Table 1. Mean Accessibility on weekdays, Saturdays, and Sundays, broken down by non-rural and rural subdivisions. Percent differences are calculated to see how accessibility gaps differ throughout the week.

Time of day and NECTA classification¶

In [366]:
custom_ticks = list(range(len(hours)))
metro_categories = ['Metropolitan', 'Micropolitan', 'Rural']
metro_colors = ['#1f78b4', '#a6cee3', '#b2df8a']
metro_styles = [':', '-.', '-']  # One per category

# Create linegraph dataframes for each day
linegraph_dfs = {}
for day, suffix in day_types.items():
    columns = [f'access_{h}{suffix}' for h in hours]
    grouped = mapping_df.groupby('necta')[columns].mean().T
    linegraph_dfs[day] = grouped

# Plotting
fig5, axs = plt.subplots(3, 1, figsize=(10, 12), sharey=True)

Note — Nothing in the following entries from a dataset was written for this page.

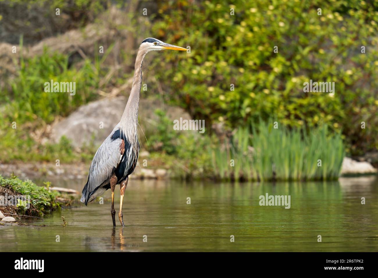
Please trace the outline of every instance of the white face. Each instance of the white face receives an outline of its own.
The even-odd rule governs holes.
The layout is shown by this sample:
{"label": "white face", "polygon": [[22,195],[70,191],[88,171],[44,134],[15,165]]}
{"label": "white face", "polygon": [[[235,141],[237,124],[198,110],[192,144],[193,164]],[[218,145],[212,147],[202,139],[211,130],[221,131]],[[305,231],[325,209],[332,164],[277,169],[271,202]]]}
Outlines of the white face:
{"label": "white face", "polygon": [[174,50],[186,50],[186,48],[166,43],[161,40],[153,38],[148,38],[145,40],[150,40],[150,42],[142,42],[139,48],[143,48],[146,51],[151,50],[161,50],[163,49],[171,49]]}
{"label": "white face", "polygon": [[[156,40],[156,39],[155,39]],[[142,45],[144,47],[147,48],[149,50],[161,50],[164,48],[162,45],[164,44],[164,43],[161,40],[156,40],[157,41],[153,42],[146,42],[143,43],[141,46]]]}

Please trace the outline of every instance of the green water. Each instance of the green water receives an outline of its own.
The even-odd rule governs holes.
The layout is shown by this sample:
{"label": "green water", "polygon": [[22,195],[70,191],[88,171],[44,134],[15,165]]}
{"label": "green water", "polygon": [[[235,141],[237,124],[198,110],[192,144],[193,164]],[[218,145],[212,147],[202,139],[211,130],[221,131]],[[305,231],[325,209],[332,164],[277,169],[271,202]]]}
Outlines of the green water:
{"label": "green water", "polygon": [[[83,183],[62,180],[54,184],[80,190]],[[0,227],[0,250],[378,251],[375,177],[275,184],[130,180],[124,202],[124,228],[118,213],[117,227],[112,227],[110,191],[103,205],[94,202],[87,207],[63,209],[43,221],[31,222],[46,227]],[[259,196],[266,193],[290,195],[290,208],[260,206]],[[361,204],[363,197],[365,205]],[[65,217],[67,227],[61,225],[61,216]],[[231,235],[234,242],[230,242]],[[318,242],[318,235],[322,242]],[[60,242],[56,242],[57,235]]]}

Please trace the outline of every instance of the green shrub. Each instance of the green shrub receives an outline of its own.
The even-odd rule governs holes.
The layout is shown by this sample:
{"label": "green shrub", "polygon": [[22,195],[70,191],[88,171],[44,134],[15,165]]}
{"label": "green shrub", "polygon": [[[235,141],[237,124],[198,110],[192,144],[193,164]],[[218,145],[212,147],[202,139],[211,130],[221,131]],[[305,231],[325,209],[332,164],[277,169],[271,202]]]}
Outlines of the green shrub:
{"label": "green shrub", "polygon": [[213,149],[213,164],[219,177],[249,180],[338,177],[344,155],[339,134],[330,133],[325,125],[309,133],[274,125],[262,121],[252,134],[239,129],[231,144]]}
{"label": "green shrub", "polygon": [[[291,127],[342,130],[353,154],[378,147],[377,2],[229,3],[159,4],[152,33],[191,47],[186,55],[160,54],[150,70],[171,103],[231,130],[273,117]],[[335,82],[334,96],[304,92],[310,79]]]}

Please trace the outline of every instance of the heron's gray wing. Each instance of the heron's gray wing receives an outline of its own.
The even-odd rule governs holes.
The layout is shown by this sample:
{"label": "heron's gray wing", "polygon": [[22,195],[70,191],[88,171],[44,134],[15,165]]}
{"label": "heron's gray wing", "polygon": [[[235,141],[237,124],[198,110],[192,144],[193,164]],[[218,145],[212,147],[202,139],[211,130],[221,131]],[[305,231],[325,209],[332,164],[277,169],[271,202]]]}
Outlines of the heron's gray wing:
{"label": "heron's gray wing", "polygon": [[112,176],[122,158],[119,149],[122,140],[119,138],[112,139],[112,135],[100,146],[92,160],[87,182],[88,193]]}

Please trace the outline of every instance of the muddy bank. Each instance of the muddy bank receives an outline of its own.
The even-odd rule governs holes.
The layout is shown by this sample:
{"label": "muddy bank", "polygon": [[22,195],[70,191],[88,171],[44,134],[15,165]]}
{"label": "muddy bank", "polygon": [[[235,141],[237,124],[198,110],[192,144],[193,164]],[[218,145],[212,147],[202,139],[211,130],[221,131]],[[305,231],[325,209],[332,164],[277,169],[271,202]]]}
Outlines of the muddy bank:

for i, (day, df) in enumerate(linegraph_dfs.items()):
    ax = axs[i]
    for j, category in enumerate(df.columns):
        ax.plot(time_labels, df[category],
                label=metro_categories[j] if i == 0 else "",  # Legend only once
                color=metro_colors[j],
                linestyle=metro_styles[j],
                linewidth=2)
    ax.set_title(day)
    ax.set_xlabel('')
    ax.set_ylabel('Mean Access Value')
    ax.set_xticks(custom_ticks)
    ax.set_xticklabels(time_labels, rotation=45)
    ax.grid(axis='y', linestyle='-', linewidth=0.08, color='black')

# Add legend only once
handles, labels = axs[0].get_legend_handles_labels()
fig5.legend(handles, metro_categories, loc='lower center',
            ncol=3, fontsize=12, bbox_to_anchor=(0.5, -0.025))

# Final layout and display
plt.tight_layout()
plt.show()

# Save figure
if figsave:
    fig5.savefig(make_fig_file(5), dpi=300, bbox_inches='tight')

Figure 5. Mean Accessibility across hours of the day for weekdays, Saturdays, and Sundays by NECTA classification.